The effects of organic herbicides can be comparable to that of flame or steam weeders, as impact on the plant tissue is similar. Organic products are touted as “nontoxic” alternatives to conventional herbicides and typically have a much shorter residual presence after application, but it is worth noting that the acute effects of these products—to oneself and the surrounding environment—should be considered. Acetic acid, also known as horticultural vinegar, in concentrations over 11% (at least 20% is recommended as an effective herbicide) can burn the skin, cause severe eye injury, and prolonged exposure can have respiratory effects.

When considering the use of any herbicide, organic or otherwise, it is important to read the label and understand the product’s health and safety guidelines as well as the environmental impacts. Many organic herbicides are registered with the Environmental Protection Agency and are best applied by a certified applicator following best practices.
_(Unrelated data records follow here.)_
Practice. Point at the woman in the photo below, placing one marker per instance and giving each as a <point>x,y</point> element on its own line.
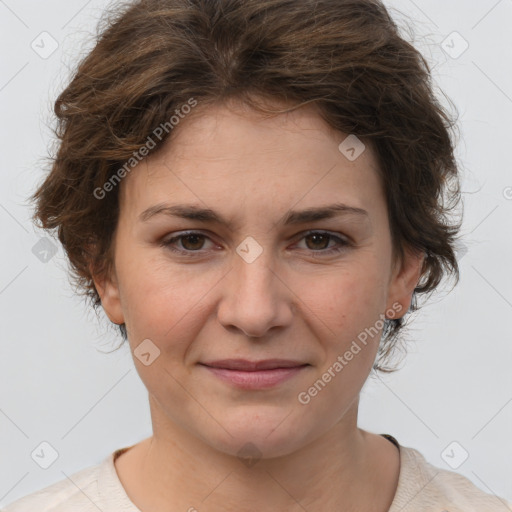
<point>253,191</point>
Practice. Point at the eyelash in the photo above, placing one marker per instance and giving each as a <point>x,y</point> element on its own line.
<point>343,244</point>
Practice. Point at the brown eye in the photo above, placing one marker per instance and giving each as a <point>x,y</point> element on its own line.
<point>318,240</point>
<point>192,242</point>
<point>189,243</point>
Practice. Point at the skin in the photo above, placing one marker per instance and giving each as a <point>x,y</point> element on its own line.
<point>291,302</point>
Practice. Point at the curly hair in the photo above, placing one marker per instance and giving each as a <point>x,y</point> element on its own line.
<point>345,57</point>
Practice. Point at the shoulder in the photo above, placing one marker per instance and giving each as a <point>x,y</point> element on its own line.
<point>88,490</point>
<point>69,492</point>
<point>422,486</point>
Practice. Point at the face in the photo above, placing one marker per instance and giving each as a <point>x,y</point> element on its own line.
<point>256,277</point>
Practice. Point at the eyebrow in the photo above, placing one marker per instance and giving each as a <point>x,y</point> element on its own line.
<point>191,212</point>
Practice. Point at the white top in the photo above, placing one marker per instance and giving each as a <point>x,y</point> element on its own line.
<point>421,488</point>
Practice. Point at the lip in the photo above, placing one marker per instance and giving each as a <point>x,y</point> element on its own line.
<point>255,374</point>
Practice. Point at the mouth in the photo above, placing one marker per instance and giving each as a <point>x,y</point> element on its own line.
<point>254,375</point>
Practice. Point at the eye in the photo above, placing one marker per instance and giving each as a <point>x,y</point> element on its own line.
<point>317,240</point>
<point>192,243</point>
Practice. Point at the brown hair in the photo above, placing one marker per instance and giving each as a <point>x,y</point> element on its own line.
<point>345,57</point>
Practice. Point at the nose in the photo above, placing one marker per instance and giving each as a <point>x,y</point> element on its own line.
<point>255,297</point>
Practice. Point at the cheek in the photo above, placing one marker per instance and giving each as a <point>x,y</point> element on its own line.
<point>348,300</point>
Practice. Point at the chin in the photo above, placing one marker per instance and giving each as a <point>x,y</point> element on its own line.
<point>259,433</point>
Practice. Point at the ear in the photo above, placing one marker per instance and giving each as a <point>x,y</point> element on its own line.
<point>108,290</point>
<point>403,281</point>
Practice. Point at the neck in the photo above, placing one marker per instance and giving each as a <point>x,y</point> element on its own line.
<point>342,470</point>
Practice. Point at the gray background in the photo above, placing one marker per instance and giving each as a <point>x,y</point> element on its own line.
<point>61,387</point>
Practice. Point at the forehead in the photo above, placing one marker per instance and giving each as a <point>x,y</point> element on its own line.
<point>224,153</point>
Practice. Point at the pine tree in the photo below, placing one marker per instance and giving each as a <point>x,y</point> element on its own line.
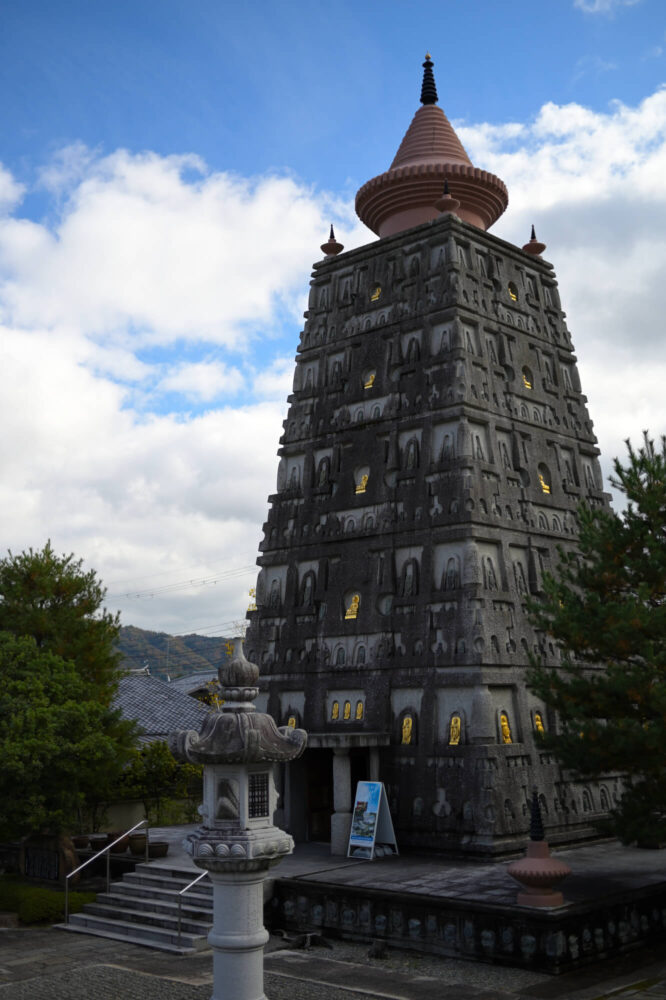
<point>54,600</point>
<point>606,607</point>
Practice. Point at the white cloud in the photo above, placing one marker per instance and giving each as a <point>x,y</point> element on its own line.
<point>158,278</point>
<point>603,6</point>
<point>158,247</point>
<point>202,380</point>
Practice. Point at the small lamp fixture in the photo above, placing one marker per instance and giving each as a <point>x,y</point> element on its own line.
<point>534,247</point>
<point>538,872</point>
<point>331,248</point>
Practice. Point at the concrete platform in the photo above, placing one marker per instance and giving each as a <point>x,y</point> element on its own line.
<point>615,901</point>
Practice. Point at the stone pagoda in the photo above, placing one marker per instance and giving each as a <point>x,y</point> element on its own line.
<point>435,450</point>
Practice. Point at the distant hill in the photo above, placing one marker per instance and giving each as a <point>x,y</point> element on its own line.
<point>175,655</point>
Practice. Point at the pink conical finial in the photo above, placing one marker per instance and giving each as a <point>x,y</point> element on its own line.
<point>534,246</point>
<point>331,247</point>
<point>447,203</point>
<point>406,195</point>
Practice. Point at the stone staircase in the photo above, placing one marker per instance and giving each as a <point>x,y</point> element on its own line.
<point>142,908</point>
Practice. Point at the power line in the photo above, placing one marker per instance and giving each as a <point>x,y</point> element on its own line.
<point>171,588</point>
<point>132,579</point>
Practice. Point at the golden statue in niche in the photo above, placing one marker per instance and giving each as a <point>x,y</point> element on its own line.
<point>454,731</point>
<point>352,610</point>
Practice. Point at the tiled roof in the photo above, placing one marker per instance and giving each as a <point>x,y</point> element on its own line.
<point>194,682</point>
<point>158,707</point>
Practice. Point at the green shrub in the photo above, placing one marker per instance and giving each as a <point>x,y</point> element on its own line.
<point>36,905</point>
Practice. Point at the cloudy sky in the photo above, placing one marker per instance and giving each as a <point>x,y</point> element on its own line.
<point>168,169</point>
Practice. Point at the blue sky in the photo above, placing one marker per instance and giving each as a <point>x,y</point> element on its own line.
<point>168,171</point>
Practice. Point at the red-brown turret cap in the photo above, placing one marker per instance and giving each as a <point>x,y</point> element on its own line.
<point>430,153</point>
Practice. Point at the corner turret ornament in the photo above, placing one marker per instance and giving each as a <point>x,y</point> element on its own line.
<point>237,842</point>
<point>331,248</point>
<point>534,246</point>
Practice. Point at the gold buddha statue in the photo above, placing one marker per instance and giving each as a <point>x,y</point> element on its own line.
<point>352,610</point>
<point>454,731</point>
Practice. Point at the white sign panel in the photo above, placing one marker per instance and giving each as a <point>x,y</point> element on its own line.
<point>371,834</point>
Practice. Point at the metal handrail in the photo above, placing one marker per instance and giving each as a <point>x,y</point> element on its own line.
<point>182,893</point>
<point>105,850</point>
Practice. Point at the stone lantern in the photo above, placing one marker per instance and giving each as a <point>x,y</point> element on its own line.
<point>237,842</point>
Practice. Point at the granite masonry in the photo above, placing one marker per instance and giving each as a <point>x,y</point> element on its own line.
<point>435,450</point>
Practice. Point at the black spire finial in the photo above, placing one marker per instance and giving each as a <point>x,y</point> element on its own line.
<point>536,822</point>
<point>428,88</point>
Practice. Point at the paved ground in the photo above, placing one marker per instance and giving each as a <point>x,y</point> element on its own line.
<point>47,964</point>
<point>598,870</point>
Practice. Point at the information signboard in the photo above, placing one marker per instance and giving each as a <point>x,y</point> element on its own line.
<point>371,835</point>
A photo of a field of orange wildflowers that was prepared organically for meadow establishment using the smothering technique. There is an area behind the field that is still covered with black material to prep it for meadow establishment. There are large trees in the distance.
A seeded meadow following a period of smothering. The tarps are rotated to prepare additional meadow area.

The methods described above are by no means the only strategies for organic meadow preparation. Other site preparation techniques include:

  • Soil inversion – Using a plow to bury existing vegetation and seeds
  • Sheet mulching – Using layers of organic material to smother existing vegetation
  • Smother cropping – Using cover crops to smother and outcompete existing vegetation
  • Soil removal – Excavating and removing the top layers of soil from an area
Photo of a field that has been cleared for meadow establishment. There is only soil left.

There is no one-size-fits-all method of meadow preparation. Organic preparation strategies can be highly effective but must be employed appropriately and thoughtfully. Converting a site into a native meadow is a challenging, exciting, and deeply rewarding process that will bring you closer to the land and perhaps inspire others. One does not need to be an expert to prepare and plant a meadow, but patience, observation, and informed decision-making go a long way. Firsthand familiarity with these methods is invaluable and further testing and experimentation is highly encouraged.

Every site is different and preparation techniques need to be weighed in relation to site limitations, stakeholder values, budget, and environmental impacts. It is easy to feel daunted or fall into a rut of “analysis paralysis” and forgo any action whatsoever due to a fear of an unsuccessful meadow. An open, flexible mindset along with strategies like a cautious preparation timeline, preparing and seeding a test plot before tackling a large site and consulting a local professional can be helpful in starting with your best foot forward.